1. Introduction
The underwater inspection of technical structures, e.g., the construction parts of off-shore wind turbines, such as piles, involves the identification of various parts in underwater images. In this work using given videos/pictures, the following things can be included:
Background with water, bubbles, and fishes, summarised as feature class B;
Technical structure, e.g., a monopile of a wind turbine, summarised as feature class P;
Formation of coverage with marine vegetation or organisms on the surface of the structure, summarised as feature class C.
Currently, for the inspection of monopiles, divers have to go underwater. However, even if humans inspect the underwater surfaces (underwater by the diver or remotely), the scenes are cluttered, and the identification of surface coverage is a challenge. Automated visual inspection is desired to reduce maintenance and service times.
Finding classified rectangular regions of interest (ROIs) in underwater images is still a challenge. These ROIs can help humans find relevant regions in the image quickly, or they can be used as input for automated structural health monitoring (SHM). This task itself should be done automatically, e.g., used for underwater inspection. Underwater inspections of technical structures, e.g., piles of a sea mill energy harvester, typically aim to find material changes in the construction, e.g., rust or pockmark coverage, to make decisions about repair and to assess the operational safety.
Images taken from video recordings during diving contain typical changing and highly dynamic underwater scenes consisting of ROIs related to the above-introduced class backgrounds (not relevant), technical construction surfaces, and modified surfaces (rust/pockmark coverage), with the highest relevance.
The aim is the development of an automatic bounded region classifier that is at least able to distinguish between background, construction, and construction + coverage classes. The challenge is the low and varying image quality that typically appears in North and East Sea underwater imaging. The images, typically recorded by a human diver or an AUV, pose low contrast, varying illumination conditions and colours, different viewing angles and spatial orientation and scale, and optical focus issues, overlaid by mud and bubbles (e.g., from the air supply).
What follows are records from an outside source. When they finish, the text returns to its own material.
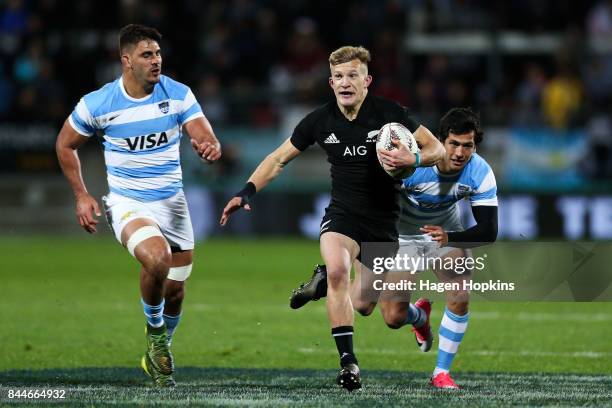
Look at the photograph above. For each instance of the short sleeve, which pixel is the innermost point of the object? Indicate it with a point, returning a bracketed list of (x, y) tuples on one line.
[(304, 134), (81, 119), (486, 192), (190, 109)]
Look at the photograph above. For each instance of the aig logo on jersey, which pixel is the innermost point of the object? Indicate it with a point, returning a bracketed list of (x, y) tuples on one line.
[(164, 107), (355, 151), (147, 141)]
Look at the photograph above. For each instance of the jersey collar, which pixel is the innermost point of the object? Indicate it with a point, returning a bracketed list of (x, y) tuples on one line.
[(364, 111), (128, 97)]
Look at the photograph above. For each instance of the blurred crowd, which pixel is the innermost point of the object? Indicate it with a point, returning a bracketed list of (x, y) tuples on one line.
[(247, 59)]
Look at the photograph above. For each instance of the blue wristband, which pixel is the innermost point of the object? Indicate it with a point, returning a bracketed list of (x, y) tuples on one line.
[(417, 162)]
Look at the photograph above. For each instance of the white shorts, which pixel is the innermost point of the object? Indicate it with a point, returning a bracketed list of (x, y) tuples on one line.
[(422, 249), (171, 215)]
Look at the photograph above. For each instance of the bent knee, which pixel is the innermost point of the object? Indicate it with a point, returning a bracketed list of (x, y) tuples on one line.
[(175, 293), (156, 261), (364, 309), (337, 277), (458, 307)]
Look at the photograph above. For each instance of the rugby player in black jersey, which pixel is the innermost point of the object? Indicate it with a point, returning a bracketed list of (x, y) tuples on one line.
[(364, 205)]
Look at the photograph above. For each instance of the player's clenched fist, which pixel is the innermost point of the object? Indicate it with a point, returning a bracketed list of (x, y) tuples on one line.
[(209, 152), (86, 207), (232, 206)]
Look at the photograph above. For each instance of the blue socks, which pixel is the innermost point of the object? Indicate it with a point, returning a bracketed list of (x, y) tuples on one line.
[(171, 323), (452, 329), (153, 313)]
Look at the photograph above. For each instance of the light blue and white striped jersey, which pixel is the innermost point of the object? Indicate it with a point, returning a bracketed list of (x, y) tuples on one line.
[(429, 197), (141, 136)]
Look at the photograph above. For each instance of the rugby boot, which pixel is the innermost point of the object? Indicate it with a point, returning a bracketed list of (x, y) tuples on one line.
[(314, 289), (349, 377), (443, 380), (423, 334), (160, 380), (158, 353)]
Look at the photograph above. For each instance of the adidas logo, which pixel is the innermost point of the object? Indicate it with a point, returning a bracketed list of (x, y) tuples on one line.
[(331, 139)]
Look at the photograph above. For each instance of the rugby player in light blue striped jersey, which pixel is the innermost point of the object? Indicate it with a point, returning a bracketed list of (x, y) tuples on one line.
[(141, 117)]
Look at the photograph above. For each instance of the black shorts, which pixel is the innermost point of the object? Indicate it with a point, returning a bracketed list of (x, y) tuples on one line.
[(380, 230)]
We proposed and evaluated a hybrid approach with segmented classification using small-scaled CNN classifiers (with fewer than 10 layers and 100,000 hyperparameters) and a reconstruction of labelled ROIs by using an iterative mean and expandable bounding box algorithm. The iterative bounding box algorithm combined with bounding box overlap checking suppressed wrong spurious segment classifications and represented the best and most accurate matching ROIs for a specific classification label, e.g., surfaces with pockmark coverage. The overall classification accuracy (true-positive classification) with respect to a single segment is about 70%, but with respect to the iteratively expanded ROI bounding boxes, it is about 90%.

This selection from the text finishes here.